The weather was amazing - not a drop of rain, our only consideration being the wind and tide. We did lose one of our kayaks one night as inexperience led to one of them being left inches below the high tide mark. By some amazing stroke of good luck the morning ferry spotted it 2 miles off shore, picked it up, and delivered it back to the quay where we had to make a walk of shame to collect it from. Lesson learned. The day before our departure the wind picked up to the extent that paddling back to Mallaig would have been literally impossible, so we booked onto the ferry for the following morning. Of course it turned out flat calm and would have been a delightful circuit to complete, but in actual fact, loading our boats and mountain of kit onto the ferry was a thoroughly enjoyable experience too. I've caught quite a few CalMac ferries over the years and have always, always, been thoroughly impressed by the friendliness of the crews.
Back in Mallaig we picked up fish and chips before hot tailing it back to Glen Nevis for more amazing swimming in the glorious sunny afternoon, and then the long haul south down the M6. An amazing trip and one which we will model others on in the future for sure.
Glen Etive wild swimming.
Useful bits of kit:
- Bought a set of heavy duty grip-top plastic bags before going which proved excellent for storing everything from mobile phones to food and books. These were the ones we bought.A
- 4litre waterproof screw-top container was super useful. Got this from Decathlon and it lived underneath my spraydeck between my legs. It was a lot easier to access quickly than any of the dry-bags, and was 100% dry inside.
- The kayaks themselves. Our inflatable I've already reviewed in the past. This trip was the most adventurous thing we have done in it to date and it performed pretty much as well as the plastic boats. Much, much better than the Seveylor boats from Decathlon which are great for messing around in, but slow to travel any real distance. The main issue with the Advanced Elements kayak, and with the other inflatable options, is the lack of storage space thanks to the fat walls. Virtually all of our food went into the plastic boat which was a Necky Amurak. 5.5m long, 40kg, but with 190l of storage space in the two compartments.

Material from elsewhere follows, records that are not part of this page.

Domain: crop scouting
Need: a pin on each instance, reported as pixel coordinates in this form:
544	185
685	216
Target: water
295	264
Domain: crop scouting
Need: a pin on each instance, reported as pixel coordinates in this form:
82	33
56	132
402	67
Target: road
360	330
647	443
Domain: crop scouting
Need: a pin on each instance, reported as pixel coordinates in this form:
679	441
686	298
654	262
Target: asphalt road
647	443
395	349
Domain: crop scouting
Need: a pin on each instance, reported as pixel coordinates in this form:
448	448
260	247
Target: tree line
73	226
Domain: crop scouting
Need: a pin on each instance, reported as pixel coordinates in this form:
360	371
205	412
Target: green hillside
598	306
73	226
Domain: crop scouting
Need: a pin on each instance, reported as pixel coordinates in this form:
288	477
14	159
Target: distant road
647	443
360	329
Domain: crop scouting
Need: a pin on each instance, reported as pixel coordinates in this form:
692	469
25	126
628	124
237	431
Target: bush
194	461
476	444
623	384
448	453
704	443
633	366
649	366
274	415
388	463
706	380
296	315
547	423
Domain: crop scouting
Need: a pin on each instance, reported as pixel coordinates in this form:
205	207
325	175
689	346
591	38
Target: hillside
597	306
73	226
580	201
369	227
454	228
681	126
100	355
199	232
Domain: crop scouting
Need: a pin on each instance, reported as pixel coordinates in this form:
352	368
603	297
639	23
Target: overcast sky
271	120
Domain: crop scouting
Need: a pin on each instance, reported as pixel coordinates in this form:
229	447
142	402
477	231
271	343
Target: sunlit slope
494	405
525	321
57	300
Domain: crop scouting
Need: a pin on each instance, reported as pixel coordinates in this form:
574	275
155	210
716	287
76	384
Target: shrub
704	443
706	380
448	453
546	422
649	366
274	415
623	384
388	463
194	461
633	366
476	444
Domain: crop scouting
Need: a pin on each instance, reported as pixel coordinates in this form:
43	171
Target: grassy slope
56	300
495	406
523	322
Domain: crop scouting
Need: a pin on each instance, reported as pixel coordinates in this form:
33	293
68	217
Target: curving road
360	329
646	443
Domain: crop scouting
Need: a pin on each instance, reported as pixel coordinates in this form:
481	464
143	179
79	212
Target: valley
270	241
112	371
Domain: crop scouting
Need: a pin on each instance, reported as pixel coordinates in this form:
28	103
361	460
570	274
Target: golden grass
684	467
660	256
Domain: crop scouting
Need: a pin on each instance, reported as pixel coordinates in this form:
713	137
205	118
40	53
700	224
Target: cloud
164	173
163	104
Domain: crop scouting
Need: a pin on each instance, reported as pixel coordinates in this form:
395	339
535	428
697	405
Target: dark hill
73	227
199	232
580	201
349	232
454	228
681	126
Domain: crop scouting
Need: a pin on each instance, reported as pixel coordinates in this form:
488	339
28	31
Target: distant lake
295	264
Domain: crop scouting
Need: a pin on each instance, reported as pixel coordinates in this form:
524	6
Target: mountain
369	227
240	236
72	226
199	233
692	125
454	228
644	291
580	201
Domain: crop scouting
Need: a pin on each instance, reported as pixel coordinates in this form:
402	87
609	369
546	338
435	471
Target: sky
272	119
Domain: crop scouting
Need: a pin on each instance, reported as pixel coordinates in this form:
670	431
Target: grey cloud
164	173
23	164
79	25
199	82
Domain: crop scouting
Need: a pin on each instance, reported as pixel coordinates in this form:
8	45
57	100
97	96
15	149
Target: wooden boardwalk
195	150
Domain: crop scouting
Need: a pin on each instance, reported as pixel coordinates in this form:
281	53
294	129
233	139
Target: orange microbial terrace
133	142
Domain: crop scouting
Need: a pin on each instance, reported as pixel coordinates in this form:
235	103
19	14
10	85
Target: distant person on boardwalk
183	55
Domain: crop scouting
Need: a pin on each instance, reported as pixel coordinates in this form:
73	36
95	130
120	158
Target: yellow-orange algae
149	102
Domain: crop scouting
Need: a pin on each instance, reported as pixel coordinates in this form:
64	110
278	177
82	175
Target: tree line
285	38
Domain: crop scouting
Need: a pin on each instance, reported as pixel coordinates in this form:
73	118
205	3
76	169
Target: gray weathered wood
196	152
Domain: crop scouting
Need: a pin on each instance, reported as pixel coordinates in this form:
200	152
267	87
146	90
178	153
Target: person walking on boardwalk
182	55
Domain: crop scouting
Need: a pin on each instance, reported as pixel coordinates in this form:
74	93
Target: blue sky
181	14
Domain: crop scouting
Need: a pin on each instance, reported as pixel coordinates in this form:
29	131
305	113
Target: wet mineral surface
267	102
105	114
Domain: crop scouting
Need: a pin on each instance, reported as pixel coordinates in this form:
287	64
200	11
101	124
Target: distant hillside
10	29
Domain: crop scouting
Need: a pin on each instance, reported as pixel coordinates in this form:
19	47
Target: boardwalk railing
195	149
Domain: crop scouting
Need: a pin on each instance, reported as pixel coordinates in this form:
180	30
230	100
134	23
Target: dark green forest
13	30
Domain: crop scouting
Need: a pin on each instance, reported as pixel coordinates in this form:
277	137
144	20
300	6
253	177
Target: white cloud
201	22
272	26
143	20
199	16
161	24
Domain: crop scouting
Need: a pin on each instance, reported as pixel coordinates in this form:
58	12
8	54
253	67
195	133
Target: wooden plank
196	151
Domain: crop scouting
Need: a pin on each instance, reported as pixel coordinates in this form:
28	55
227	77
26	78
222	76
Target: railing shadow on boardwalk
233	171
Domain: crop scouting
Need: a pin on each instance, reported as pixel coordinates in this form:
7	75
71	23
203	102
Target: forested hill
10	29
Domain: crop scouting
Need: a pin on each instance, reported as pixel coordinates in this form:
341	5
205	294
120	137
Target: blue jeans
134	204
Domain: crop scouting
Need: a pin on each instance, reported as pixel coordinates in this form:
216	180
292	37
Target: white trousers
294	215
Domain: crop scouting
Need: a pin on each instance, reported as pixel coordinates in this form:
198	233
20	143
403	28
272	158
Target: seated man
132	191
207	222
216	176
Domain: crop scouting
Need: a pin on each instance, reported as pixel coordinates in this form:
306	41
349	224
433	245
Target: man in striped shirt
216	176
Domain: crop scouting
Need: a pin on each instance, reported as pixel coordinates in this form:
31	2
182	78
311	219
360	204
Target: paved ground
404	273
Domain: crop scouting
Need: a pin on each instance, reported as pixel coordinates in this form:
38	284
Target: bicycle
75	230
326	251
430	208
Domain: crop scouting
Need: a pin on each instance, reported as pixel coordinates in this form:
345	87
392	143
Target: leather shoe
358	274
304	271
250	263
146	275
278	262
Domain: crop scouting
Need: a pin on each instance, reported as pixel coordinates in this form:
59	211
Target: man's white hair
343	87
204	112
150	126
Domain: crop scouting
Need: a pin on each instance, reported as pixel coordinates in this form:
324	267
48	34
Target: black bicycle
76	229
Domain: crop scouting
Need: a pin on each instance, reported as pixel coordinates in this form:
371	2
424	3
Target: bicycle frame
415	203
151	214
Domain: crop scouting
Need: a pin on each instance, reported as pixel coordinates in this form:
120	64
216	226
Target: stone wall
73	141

- Also took a roll of heavy duty bin liners which worked well to line the canoe compartments with and were a little more flexible than official dry bags.
- A lightweight buoyancy aid with a mesh chest pocket meant that I could keep my waterproof compact camera to hand.
- A waterproof compact camera. I've raved on about this one long enough now that at least half a dozen people I know have bought one and been just as happy with it.
- Lightweight kit. Over the past few years we've collected a decent set of lightweight kit and it really, really helps to make trips like this more enjoyable and less tiring. Heer are some of the bits that I've reviewed:
- Tent - Quickhiker Ultralight 4
- Mattresses - Thermarest Neo Air XLite
- Mattress - Alpkit Numo
- Sleeping Bag - Rab Neutrino 400
- Stove - Primus Eta Power
- Not exactly something that we took with us, but we had a marathon effort in the week before going where we made enough food for 20 people for 3 days, and dried it all with an Exaclibur dehydrator. This worked really, really well, and meant that as long as we could find water then we could eat well without carrying packaging, and minimising the use of gas as we simply needed to boil the water.